4 three angle hypotheses

Step 4

three angle hypotheses - why now, why us, why this workflow

5 five questions to ask in the first ten minutes

Step 5

five questions to ask in the first ten minutes

FAQ

How long does this brief take to fill out?

For sales reps, a first pass runs in 10-20 minutes. With Strawberry doing the data pulls, it drops to 2-5 minutes per artifact.

Can I customise this for my team?

Yes - the shape above is a starting point. Strip items that don't apply, add items that match your weekly cadence.

What is the biggest mistake?

Treating the brief as a script - it is a research artifact, not a sales monologue.

Run the sales call research brief in 5 minutes with Strawberry

  1. Open the source you want to verify

    Pull up the raw list in a CRM (HubSpot, Salesforce, Pipedrive) or paste it into the Strawberry chat field. For sales reps this is usually 20-80 rows, not a full enrichment dump.

  2. Ask Strawberry to run the checklist line by line

    Use the paste-ready prompt below. Strawberry opens the relevant tabs (a CRM (HubSpot, Salesforce, Pipedrive), Apollo or ZoomInfo, LinkedIn), runs each check, and writes findings into a structured table you can keep.

  3. Resolve the obvious fails first

    Bounced emails, role-bot patterns (info@, sales@), and duplicates against a CRM (HubSpot, Salesforce, Pipedrive) are the cheap wins. Strawberry flags these in seconds and proposes a clean version.

  4. Have Strawberry write the fixes back

    Once you approve the corrections, Strawberry updates the rows in a CRM (HubSpot, Salesforce, Pipedrive) or your sheet. It does not push changes without your approval - this is a guardrail, not a limitation.

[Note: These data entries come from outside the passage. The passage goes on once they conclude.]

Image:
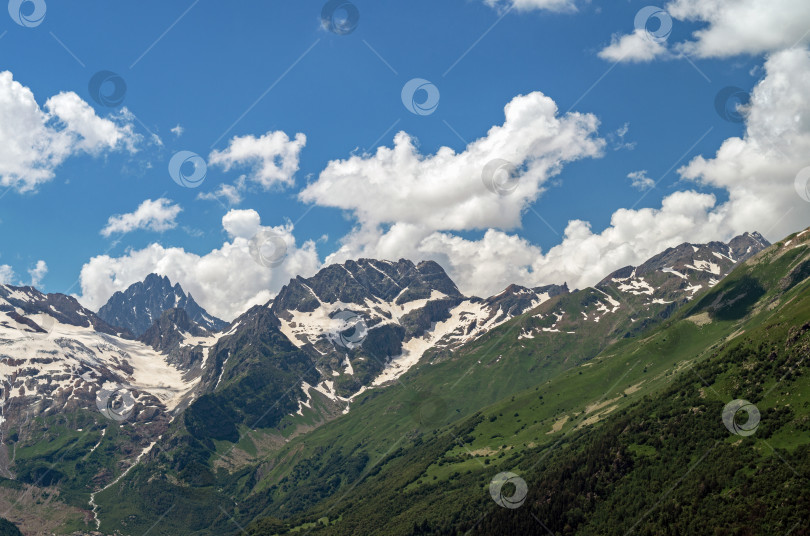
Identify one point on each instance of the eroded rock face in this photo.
(143, 303)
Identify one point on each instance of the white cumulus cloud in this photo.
(756, 170)
(6, 274)
(225, 281)
(743, 26)
(446, 190)
(640, 180)
(635, 47)
(38, 273)
(729, 28)
(529, 5)
(154, 215)
(34, 141)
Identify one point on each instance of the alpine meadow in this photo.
(426, 268)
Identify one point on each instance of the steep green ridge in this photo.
(633, 439)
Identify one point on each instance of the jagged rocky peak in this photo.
(354, 282)
(713, 259)
(515, 299)
(143, 303)
(32, 310)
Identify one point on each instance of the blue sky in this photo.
(206, 69)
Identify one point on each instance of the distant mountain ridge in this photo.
(143, 303)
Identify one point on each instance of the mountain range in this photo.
(154, 410)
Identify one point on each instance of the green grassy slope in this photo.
(630, 440)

  5. Save the run as a routine if you do it weekly

    sales reps who run this checklist every Monday should save the workflow as a Strawberry routine. The next run is one click and the agent uses the same prompt with fresh data.

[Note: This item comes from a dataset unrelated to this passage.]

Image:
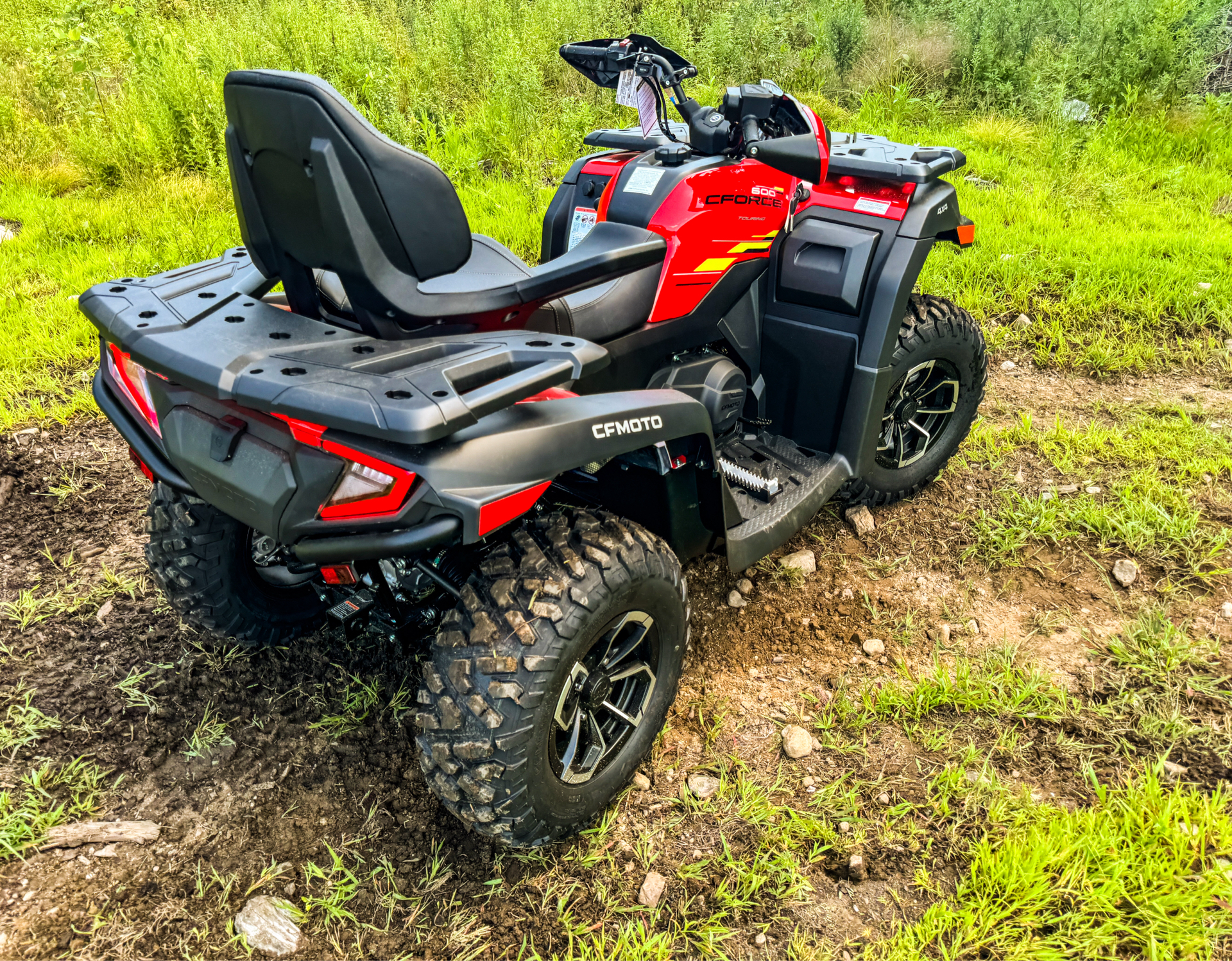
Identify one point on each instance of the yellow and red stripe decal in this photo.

Paste-ready prompt for sales reps

You are helping a sales rep run the sales call research brief.

Inputs:
- A list pulled from a CRM (HubSpot, Salesforce, Pipedrive)
- Our ICP definition (ask me if unclear)

For each row, run these checks and return a table:
- company snapshot - what they do, size, recent funding or PR moves
- the buyer - role, tenure, public posts, mutual connections
- deal context - prior touches, CRM stage, open opps, last activity
- three angle hypotheses - why now, why us, why this workflow
- five questions to ask in the first ten minutes

Then write a short summary at the top: how many passed, which checks were the top failure reasons, and a clean version of the list with only the rows that pass every check.

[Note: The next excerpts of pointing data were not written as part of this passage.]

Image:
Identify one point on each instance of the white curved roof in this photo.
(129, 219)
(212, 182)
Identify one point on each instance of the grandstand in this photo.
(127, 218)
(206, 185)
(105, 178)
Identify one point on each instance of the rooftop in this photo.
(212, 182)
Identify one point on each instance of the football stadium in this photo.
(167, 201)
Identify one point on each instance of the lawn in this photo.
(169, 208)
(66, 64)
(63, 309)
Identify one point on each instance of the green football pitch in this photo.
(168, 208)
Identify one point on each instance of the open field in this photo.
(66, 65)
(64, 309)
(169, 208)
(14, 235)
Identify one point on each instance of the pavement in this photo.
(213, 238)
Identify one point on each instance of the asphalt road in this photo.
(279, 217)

Do not send anything or update any system. Stop after the table and wait for me to review.

Paste this into Strawberry's chat field. Strawberry will open the source list, run the checks, and write the table back. No sends, no auto-writes.

When this is NOT a fit

Use a different workflow if you only have a handful of rows to check (under 10). At that point the checklist is overkill - sales reps can eyeball them faster than spinning up an agent. The sales call research brief earns its keep at 20+ rows or when you're going to repeat the run weekly.

Skip it entirely if the list came from a trusted source you already validate at intake (an inbound form with double opt-in, for instance). Running it again is busywork.

3 mistakes to avoid

  1. Treating the brief as a script - it is a research artifact, not a sales monologue. This is the most common failure for sales reps. Strawberry catches it but only if you actually run the dedup step against the live system, not a stale export.
  2. Treating the agent as autopilot. sales reps who let Strawberry send or write back without review end up with worse data than they started with. The point of the checklist is the review, not the run.
  3. Generic talking points, fake-personalised openers, and CRM activity that does not match reality. No checklist saves you from this. If the inputs are bad, no amount of verification turns them into something useful.

Honest tradeoff

The sales call research brief adds 5-10 minutes to every list. That's the cost. The benefit is the rows that hit send are cleaner, your domain reputation stays intact, and you stop emailing customers you already work with. For sales reps sending more than one list a week, the math is obvious. For one-off lists, ask whether the volume justifies the discipline.